SOX9 is sufficient to drive endothelial cells towards a mesenchymal fate by altering the chromatin landscape.

The transcription factor SOX9 is expressed in multiple tissues during embryogenesis and directs developmental processes. SOX9 is activated upon epithelial-to-mesenchymal transition (EMT) and the closely related process, endothelial-to-mesenchymal transition (EndMT), but its role in regulating these processes is less clear. Both EMT and EndMT are fundamental processes in normal development and cancer progression. Here, we show that SOX9 expression alone is sufficient to activate mesenchymal enhancers and steer endothelial cells towards a mesenchymal fate. By genome-wide mapping of the chromatin landscape, we show that SOX9 acts as a pioneer transcription factor, having the ability to open the chromatin structure and increase enrichment of active histone marks at a specific subset of target enhancers with an associated SOX motif.

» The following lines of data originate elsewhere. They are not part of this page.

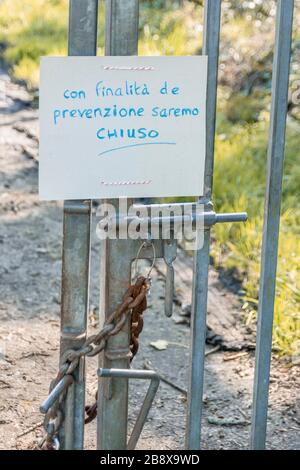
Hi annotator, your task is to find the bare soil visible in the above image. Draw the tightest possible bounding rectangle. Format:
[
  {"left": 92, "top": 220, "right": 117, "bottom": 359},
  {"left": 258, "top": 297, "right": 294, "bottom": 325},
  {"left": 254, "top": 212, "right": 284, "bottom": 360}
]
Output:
[{"left": 0, "top": 72, "right": 300, "bottom": 449}]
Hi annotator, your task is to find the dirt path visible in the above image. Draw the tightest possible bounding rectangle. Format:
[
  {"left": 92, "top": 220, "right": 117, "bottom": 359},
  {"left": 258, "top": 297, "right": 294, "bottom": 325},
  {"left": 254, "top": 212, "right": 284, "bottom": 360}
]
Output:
[{"left": 0, "top": 73, "right": 300, "bottom": 449}]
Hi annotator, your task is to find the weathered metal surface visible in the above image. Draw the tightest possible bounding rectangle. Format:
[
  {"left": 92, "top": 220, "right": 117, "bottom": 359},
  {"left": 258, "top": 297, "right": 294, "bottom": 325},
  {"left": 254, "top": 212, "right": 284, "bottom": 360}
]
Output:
[
  {"left": 98, "top": 369, "right": 160, "bottom": 450},
  {"left": 59, "top": 0, "right": 98, "bottom": 449},
  {"left": 185, "top": 0, "right": 221, "bottom": 450},
  {"left": 97, "top": 0, "right": 139, "bottom": 450},
  {"left": 251, "top": 0, "right": 294, "bottom": 449}
]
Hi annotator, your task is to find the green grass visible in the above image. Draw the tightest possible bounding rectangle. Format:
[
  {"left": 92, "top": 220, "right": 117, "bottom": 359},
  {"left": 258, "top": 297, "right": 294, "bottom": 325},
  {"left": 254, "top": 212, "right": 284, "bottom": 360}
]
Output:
[{"left": 0, "top": 0, "right": 300, "bottom": 357}]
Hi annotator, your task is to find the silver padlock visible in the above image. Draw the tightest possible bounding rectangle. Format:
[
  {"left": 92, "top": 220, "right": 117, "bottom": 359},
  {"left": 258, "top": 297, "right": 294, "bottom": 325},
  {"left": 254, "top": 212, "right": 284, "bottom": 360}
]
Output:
[{"left": 164, "top": 239, "right": 177, "bottom": 317}]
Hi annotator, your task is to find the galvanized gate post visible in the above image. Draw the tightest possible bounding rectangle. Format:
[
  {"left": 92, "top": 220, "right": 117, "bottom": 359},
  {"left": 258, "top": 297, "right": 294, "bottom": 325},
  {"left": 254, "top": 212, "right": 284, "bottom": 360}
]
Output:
[
  {"left": 59, "top": 0, "right": 98, "bottom": 449},
  {"left": 97, "top": 0, "right": 139, "bottom": 450},
  {"left": 251, "top": 0, "right": 294, "bottom": 449},
  {"left": 186, "top": 0, "right": 221, "bottom": 450}
]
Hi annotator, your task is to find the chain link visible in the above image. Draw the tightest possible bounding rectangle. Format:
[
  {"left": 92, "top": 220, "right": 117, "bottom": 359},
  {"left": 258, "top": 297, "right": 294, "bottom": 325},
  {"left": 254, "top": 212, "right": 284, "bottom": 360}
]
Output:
[{"left": 40, "top": 276, "right": 150, "bottom": 450}]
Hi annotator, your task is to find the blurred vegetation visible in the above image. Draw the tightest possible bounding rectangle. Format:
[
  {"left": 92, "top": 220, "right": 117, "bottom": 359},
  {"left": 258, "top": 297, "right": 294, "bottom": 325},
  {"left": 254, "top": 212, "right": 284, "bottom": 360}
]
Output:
[{"left": 0, "top": 0, "right": 300, "bottom": 356}]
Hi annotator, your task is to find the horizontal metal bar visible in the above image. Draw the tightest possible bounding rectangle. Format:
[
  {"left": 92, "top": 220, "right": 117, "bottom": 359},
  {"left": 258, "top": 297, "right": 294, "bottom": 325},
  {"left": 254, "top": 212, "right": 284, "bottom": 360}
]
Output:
[
  {"left": 40, "top": 374, "right": 74, "bottom": 414},
  {"left": 105, "top": 208, "right": 248, "bottom": 227},
  {"left": 215, "top": 212, "right": 248, "bottom": 224},
  {"left": 98, "top": 368, "right": 160, "bottom": 450},
  {"left": 98, "top": 368, "right": 159, "bottom": 383}
]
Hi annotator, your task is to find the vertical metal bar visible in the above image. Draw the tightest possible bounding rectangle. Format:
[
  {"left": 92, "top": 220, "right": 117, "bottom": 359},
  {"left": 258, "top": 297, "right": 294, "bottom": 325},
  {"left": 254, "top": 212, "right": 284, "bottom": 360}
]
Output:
[
  {"left": 186, "top": 0, "right": 221, "bottom": 450},
  {"left": 59, "top": 0, "right": 98, "bottom": 449},
  {"left": 251, "top": 0, "right": 294, "bottom": 449},
  {"left": 97, "top": 0, "right": 139, "bottom": 450}
]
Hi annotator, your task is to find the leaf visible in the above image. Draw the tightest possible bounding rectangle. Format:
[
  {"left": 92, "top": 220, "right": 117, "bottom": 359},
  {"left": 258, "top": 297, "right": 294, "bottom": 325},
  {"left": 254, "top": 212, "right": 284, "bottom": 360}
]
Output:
[{"left": 150, "top": 339, "right": 169, "bottom": 351}]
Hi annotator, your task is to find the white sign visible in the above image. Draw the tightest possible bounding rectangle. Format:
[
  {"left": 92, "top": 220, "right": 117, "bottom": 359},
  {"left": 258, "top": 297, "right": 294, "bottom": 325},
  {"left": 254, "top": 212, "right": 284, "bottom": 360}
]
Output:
[{"left": 39, "top": 56, "right": 207, "bottom": 200}]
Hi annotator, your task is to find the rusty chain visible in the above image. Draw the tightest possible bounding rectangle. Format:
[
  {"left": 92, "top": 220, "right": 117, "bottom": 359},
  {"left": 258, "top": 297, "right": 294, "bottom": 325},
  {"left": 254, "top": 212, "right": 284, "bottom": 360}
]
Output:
[{"left": 40, "top": 276, "right": 150, "bottom": 450}]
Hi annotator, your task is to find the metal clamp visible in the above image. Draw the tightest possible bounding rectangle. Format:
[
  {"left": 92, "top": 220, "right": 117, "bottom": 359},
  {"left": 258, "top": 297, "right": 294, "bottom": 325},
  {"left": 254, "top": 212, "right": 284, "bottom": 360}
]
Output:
[{"left": 98, "top": 368, "right": 160, "bottom": 450}]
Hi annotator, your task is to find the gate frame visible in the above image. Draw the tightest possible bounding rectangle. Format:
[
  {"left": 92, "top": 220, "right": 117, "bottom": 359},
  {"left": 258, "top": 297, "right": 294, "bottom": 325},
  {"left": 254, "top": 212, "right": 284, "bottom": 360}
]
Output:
[{"left": 59, "top": 0, "right": 294, "bottom": 450}]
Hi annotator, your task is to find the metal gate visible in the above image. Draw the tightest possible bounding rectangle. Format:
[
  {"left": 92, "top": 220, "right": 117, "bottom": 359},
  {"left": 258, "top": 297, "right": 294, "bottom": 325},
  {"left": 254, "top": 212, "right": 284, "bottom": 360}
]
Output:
[{"left": 42, "top": 0, "right": 294, "bottom": 450}]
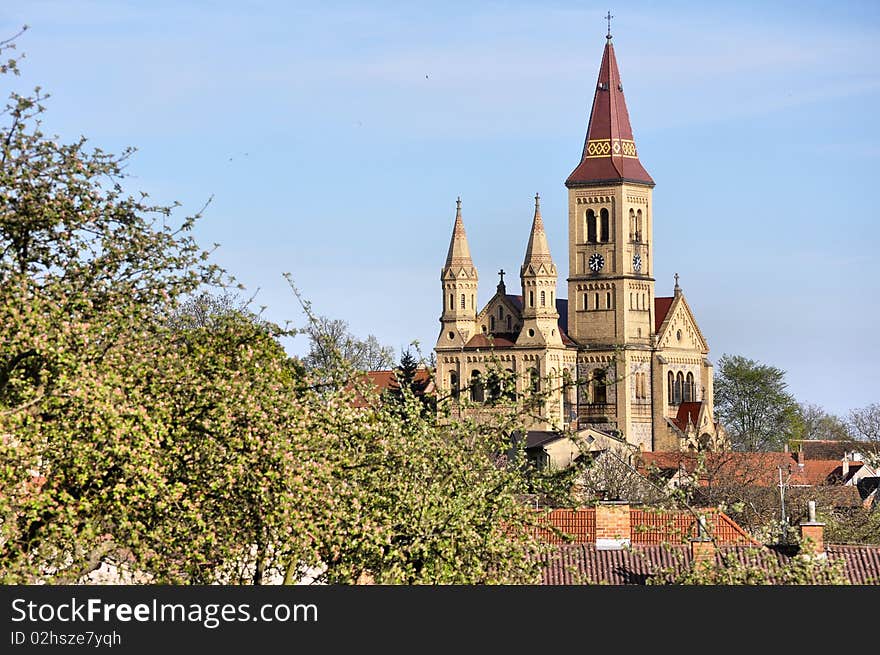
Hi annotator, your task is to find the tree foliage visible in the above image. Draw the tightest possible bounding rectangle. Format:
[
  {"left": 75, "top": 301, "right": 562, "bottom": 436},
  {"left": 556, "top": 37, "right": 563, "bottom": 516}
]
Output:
[
  {"left": 0, "top": 32, "right": 552, "bottom": 583},
  {"left": 715, "top": 355, "right": 798, "bottom": 451},
  {"left": 303, "top": 316, "right": 394, "bottom": 371},
  {"left": 648, "top": 548, "right": 849, "bottom": 586},
  {"left": 795, "top": 403, "right": 850, "bottom": 441}
]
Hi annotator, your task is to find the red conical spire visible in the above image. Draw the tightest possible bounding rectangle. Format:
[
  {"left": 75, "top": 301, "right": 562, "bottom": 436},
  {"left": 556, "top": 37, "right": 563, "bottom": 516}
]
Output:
[{"left": 565, "top": 29, "right": 654, "bottom": 187}]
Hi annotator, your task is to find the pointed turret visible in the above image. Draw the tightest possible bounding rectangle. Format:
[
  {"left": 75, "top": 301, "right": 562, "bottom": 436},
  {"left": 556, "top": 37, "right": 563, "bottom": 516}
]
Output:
[
  {"left": 437, "top": 198, "right": 478, "bottom": 348},
  {"left": 522, "top": 194, "right": 555, "bottom": 271},
  {"left": 517, "top": 194, "right": 562, "bottom": 345},
  {"left": 445, "top": 198, "right": 474, "bottom": 268},
  {"left": 565, "top": 30, "right": 654, "bottom": 188}
]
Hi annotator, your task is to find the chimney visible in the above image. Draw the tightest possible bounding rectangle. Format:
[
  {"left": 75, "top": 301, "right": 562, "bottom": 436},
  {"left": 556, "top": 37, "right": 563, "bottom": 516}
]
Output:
[
  {"left": 691, "top": 515, "right": 715, "bottom": 564},
  {"left": 596, "top": 500, "right": 632, "bottom": 550},
  {"left": 800, "top": 500, "right": 825, "bottom": 557}
]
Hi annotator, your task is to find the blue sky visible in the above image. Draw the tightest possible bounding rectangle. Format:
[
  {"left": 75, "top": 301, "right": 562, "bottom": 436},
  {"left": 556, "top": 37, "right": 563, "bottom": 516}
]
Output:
[{"left": 0, "top": 0, "right": 880, "bottom": 413}]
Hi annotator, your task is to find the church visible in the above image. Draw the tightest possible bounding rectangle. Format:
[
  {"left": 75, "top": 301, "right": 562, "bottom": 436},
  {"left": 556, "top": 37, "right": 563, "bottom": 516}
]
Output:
[{"left": 435, "top": 28, "right": 725, "bottom": 451}]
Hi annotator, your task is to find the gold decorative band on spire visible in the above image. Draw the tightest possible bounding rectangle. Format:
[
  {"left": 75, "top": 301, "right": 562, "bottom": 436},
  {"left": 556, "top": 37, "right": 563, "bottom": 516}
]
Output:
[{"left": 587, "top": 139, "right": 639, "bottom": 159}]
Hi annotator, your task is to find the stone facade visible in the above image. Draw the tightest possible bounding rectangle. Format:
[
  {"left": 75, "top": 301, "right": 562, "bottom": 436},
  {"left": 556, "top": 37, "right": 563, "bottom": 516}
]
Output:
[{"left": 435, "top": 30, "right": 725, "bottom": 450}]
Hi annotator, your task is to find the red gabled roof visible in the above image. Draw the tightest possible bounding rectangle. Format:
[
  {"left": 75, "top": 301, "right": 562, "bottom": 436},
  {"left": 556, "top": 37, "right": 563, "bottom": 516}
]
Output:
[
  {"left": 465, "top": 333, "right": 516, "bottom": 348},
  {"left": 347, "top": 368, "right": 434, "bottom": 407},
  {"left": 654, "top": 296, "right": 675, "bottom": 334},
  {"left": 565, "top": 36, "right": 654, "bottom": 187},
  {"left": 672, "top": 403, "right": 703, "bottom": 432}
]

SOX9 also displays widespread chromatin pausing that is not associated with SOX motifs. This leads to a switch in enhancer activity states resulting in activation of mesenchymal genes and concurrent suppression of endothelial genes to drive EndMT. Moreover, SOX9 induced widespread changes in chromatin states throughout the genome without SOX9 binding. Our study highlights the crucial developmental role of SOX9 and provides new insight into key molecular functions of SOX9 in regulating the chromatin landscape and mechanisms of EndMT.